Now, the horror of impending fatherhood gets R’s husband thinking about what his life is going to be like. Being unable in all decency to disimpregnate his missus, he focuses on a more fixable nuisance, the missus’s mother and informs R that basically it is Joy or him She, poor cow, points out that of course it is him but why hasn’t he stood up to Joy more and what kind of a man is he anyway and where the sweet **** is the raspberry icecream and Branston pickle that she needs, don’t you care about me and our baby, you bastard?.. [Sorry]

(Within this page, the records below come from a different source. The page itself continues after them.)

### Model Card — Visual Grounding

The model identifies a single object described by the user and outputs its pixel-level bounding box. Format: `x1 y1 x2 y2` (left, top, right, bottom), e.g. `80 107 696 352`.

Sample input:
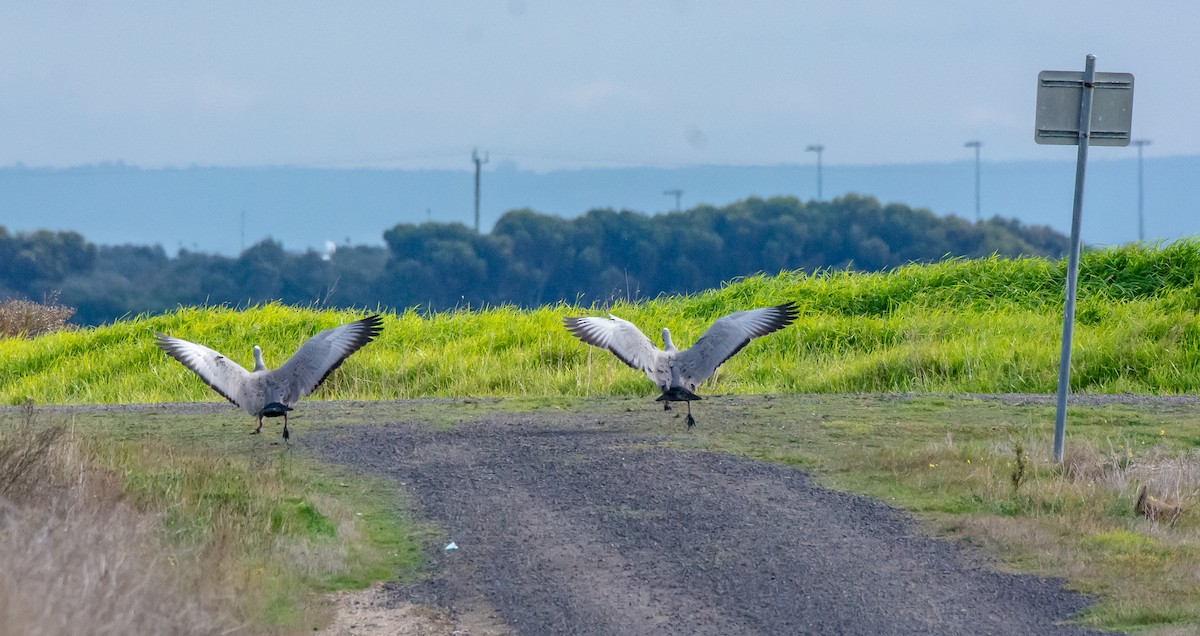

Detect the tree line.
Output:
0 196 1069 324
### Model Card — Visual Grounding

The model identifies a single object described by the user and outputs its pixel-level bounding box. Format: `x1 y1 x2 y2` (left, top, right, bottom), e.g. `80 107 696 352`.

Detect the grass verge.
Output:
647 396 1200 635
0 409 426 634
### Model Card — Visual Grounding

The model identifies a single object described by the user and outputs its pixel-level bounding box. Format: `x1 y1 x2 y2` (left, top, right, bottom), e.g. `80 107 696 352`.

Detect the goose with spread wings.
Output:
155 314 383 440
563 302 799 428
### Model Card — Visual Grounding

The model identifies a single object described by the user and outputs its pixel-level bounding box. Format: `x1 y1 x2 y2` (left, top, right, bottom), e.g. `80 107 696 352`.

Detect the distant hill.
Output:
0 196 1068 324
0 149 1200 256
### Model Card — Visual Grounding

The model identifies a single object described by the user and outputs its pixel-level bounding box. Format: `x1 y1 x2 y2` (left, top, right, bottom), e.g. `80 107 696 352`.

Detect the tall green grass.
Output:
7 240 1200 404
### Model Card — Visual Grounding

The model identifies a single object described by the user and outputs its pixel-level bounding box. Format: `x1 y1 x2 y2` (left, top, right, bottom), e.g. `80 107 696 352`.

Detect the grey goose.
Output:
563 302 799 428
155 314 383 440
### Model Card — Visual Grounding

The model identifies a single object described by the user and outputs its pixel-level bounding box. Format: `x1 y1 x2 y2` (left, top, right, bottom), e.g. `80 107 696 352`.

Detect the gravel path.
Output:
302 414 1113 635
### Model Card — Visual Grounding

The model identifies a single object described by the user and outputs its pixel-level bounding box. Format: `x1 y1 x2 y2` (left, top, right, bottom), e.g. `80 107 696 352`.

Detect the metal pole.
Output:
1133 139 1150 242
470 148 487 234
662 188 683 212
804 144 824 200
962 140 983 223
1054 55 1096 463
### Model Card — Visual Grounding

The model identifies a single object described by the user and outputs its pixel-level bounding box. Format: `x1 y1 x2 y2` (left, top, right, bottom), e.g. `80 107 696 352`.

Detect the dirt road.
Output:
301 413 1096 636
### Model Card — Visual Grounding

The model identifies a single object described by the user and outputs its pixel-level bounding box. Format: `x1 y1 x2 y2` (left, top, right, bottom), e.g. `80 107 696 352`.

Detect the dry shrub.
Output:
0 293 74 338
0 407 240 635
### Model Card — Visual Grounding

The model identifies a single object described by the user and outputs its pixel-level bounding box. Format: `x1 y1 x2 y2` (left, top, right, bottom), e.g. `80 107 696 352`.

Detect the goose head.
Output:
662 326 679 352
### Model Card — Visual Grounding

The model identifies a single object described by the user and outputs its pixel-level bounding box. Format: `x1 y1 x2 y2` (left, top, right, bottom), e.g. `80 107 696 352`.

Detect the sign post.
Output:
1033 55 1133 463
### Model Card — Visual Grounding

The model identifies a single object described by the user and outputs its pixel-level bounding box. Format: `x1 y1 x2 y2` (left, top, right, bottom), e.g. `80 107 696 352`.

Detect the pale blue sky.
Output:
0 0 1200 170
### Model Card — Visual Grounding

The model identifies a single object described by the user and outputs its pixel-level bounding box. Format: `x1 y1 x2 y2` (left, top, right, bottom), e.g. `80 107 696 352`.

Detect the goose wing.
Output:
155 334 250 408
678 302 798 390
270 314 383 404
563 314 671 386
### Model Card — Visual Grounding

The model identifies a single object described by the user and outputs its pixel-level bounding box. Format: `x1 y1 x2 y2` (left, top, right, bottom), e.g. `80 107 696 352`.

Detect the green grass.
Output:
45 410 430 632
577 395 1200 634
7 241 1200 631
7 241 1200 404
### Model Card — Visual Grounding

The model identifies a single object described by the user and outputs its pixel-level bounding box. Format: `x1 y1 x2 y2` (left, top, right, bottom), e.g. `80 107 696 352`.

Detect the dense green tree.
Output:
0 196 1068 324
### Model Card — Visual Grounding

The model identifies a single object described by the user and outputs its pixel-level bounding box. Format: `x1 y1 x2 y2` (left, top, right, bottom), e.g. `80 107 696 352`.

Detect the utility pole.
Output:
804 144 824 200
470 148 487 234
962 139 983 223
662 188 683 212
1133 139 1150 242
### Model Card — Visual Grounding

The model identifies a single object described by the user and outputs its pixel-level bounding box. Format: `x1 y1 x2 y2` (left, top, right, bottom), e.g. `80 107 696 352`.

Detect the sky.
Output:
0 0 1200 172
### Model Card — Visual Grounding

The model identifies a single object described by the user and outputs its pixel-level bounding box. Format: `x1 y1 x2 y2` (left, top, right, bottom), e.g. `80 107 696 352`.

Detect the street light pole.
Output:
804 144 824 200
1133 139 1150 242
962 139 983 223
662 188 683 212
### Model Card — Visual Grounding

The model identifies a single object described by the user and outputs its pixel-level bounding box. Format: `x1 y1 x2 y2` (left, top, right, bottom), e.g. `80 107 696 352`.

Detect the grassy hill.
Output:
7 241 1200 635
0 241 1200 404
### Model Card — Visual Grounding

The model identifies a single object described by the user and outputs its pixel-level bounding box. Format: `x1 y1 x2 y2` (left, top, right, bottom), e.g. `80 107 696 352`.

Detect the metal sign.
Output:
1033 55 1133 463
1033 71 1133 145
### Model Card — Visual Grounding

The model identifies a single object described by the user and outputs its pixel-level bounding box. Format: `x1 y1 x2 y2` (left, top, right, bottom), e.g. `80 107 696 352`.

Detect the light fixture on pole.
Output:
804 144 824 200
662 188 683 212
962 139 983 223
1133 139 1150 242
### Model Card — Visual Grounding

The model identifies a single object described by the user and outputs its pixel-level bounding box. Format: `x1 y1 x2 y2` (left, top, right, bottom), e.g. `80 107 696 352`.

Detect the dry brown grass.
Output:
0 407 241 635
0 293 74 338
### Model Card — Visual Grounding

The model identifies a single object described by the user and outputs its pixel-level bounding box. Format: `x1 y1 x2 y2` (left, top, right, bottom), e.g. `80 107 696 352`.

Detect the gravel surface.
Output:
302 405 1118 635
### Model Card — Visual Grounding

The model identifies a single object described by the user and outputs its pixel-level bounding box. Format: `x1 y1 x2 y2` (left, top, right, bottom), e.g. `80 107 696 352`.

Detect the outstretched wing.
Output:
271 314 383 404
563 314 671 386
155 334 250 408
678 302 799 390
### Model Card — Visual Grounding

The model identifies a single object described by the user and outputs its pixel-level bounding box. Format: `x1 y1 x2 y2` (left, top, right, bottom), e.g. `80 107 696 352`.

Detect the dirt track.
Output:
301 405 1094 636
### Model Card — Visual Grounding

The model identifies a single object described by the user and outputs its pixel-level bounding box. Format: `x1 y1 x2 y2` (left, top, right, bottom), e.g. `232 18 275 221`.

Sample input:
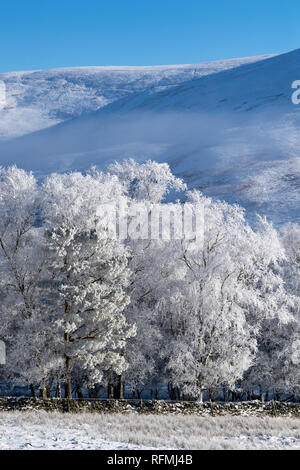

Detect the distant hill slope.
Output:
0 50 300 224
0 56 268 139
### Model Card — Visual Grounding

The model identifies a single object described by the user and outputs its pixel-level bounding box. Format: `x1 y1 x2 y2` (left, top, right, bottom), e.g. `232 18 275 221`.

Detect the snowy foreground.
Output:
0 411 300 450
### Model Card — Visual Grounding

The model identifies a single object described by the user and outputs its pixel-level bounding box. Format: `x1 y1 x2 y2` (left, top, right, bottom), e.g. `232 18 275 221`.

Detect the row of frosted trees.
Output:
0 160 300 400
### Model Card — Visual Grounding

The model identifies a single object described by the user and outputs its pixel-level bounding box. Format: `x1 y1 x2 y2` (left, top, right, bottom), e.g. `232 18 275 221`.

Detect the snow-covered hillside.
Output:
0 49 300 223
0 56 269 139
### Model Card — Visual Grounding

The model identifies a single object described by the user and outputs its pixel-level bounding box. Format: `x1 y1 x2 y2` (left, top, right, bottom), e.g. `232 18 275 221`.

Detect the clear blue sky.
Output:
0 0 300 72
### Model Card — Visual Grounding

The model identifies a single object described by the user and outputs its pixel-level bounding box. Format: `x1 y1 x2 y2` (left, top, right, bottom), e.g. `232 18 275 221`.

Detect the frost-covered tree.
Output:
42 171 135 398
109 160 186 396
158 192 288 400
0 167 55 389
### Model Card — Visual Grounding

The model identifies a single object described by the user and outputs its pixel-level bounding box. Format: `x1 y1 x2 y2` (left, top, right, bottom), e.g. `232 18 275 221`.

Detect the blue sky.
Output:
0 0 300 72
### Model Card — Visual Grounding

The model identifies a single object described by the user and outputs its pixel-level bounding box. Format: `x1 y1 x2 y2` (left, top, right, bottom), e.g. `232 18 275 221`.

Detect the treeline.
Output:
0 160 300 401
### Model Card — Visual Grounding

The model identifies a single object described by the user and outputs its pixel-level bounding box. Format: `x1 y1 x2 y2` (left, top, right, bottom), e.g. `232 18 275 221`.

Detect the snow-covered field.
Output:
0 411 300 450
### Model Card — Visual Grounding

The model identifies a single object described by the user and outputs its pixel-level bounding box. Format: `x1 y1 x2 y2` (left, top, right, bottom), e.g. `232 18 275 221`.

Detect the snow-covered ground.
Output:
0 411 300 450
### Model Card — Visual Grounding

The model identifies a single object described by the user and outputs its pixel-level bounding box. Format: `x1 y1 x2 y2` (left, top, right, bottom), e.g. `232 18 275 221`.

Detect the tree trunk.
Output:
197 390 204 403
114 375 124 400
107 382 114 398
65 333 72 400
40 387 48 400
29 384 36 400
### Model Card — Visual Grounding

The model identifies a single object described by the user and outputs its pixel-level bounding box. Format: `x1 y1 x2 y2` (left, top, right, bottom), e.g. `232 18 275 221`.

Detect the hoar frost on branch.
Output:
0 160 300 400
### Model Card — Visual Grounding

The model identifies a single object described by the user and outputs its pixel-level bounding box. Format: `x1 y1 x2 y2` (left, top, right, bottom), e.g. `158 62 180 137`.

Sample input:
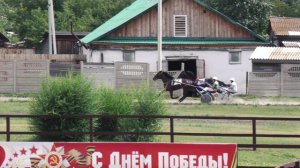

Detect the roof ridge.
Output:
80 0 270 44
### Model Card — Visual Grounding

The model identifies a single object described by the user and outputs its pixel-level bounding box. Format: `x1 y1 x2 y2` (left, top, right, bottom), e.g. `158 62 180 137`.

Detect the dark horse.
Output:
153 71 196 99
153 71 224 102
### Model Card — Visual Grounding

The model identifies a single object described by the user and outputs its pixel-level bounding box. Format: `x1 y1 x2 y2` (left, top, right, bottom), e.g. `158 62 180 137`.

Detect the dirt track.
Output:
0 96 300 106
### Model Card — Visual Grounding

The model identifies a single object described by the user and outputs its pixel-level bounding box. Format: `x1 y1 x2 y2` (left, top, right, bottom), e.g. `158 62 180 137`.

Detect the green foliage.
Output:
96 86 165 142
31 73 94 141
205 0 272 35
272 0 300 17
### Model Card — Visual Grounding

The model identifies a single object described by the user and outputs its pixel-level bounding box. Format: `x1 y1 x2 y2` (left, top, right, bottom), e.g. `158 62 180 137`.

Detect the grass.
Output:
0 97 300 166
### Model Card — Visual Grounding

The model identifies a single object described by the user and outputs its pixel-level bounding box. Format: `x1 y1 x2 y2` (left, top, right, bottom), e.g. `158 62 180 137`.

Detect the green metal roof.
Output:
94 38 269 45
81 0 270 44
81 0 157 44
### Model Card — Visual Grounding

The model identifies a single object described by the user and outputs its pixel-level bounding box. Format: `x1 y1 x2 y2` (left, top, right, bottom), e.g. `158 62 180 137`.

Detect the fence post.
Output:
246 71 249 95
252 119 256 151
170 117 174 143
13 60 17 93
6 116 10 142
89 117 93 142
279 64 285 96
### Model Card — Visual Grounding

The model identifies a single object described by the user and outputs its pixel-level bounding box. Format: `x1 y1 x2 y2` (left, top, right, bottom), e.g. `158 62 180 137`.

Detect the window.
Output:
229 50 242 64
123 51 135 62
174 15 187 37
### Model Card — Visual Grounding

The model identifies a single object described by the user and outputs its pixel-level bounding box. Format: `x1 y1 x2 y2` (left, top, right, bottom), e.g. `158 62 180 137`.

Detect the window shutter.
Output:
174 15 187 37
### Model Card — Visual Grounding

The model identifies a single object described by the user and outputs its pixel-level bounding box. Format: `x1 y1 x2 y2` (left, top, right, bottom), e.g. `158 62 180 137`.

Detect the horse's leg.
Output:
169 90 179 99
178 88 188 102
178 95 186 102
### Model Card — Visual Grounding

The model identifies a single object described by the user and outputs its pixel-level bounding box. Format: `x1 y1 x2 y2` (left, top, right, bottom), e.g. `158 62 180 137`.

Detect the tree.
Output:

Well, cutting it short, the standing up fails. Zero boundaries still apply where Joy is involved but on the other hand she is a useful babysitter, particularly when sprog 2 is born to R. But husband by this time is at the end of his rope. R is getting pretty antsy too, and the spawn erupt in eczema and hives after too much Granny Joy and exhibit strange rocking behaviours.
So, R starts applying for other jobs, very loudly. Gets a sniff of one in Birmingham, while really pursuing the one in Glasgow. Feeds Joy info re the Birmingham opportunity, she and husband have weekends away (to ‘look at houses in Birmingham’ - a phrase that becomes a staple of their sex routine) leaving the spawn to become more traumatised and dermatalogically unsatisfactory with Granny Joy.
Unprompted, Joy decides to buy a house in nice commuting distance of Birmingham (so it can’t be too far from R, can it?) as a surprise: the young folks will thus still have babysitting and Sunday roasts and utter soul-crushing boredom on tap. Oh, how lovely, say R and husband. That will make it all just like home. Only unfortunately the Birmingham job’s tits-up. We’ll stay put for now but R is still looking… In Ulan Bator, last I heard.
OK, that might be somewhat prolix - wonder why? - but I think it covers the essential points.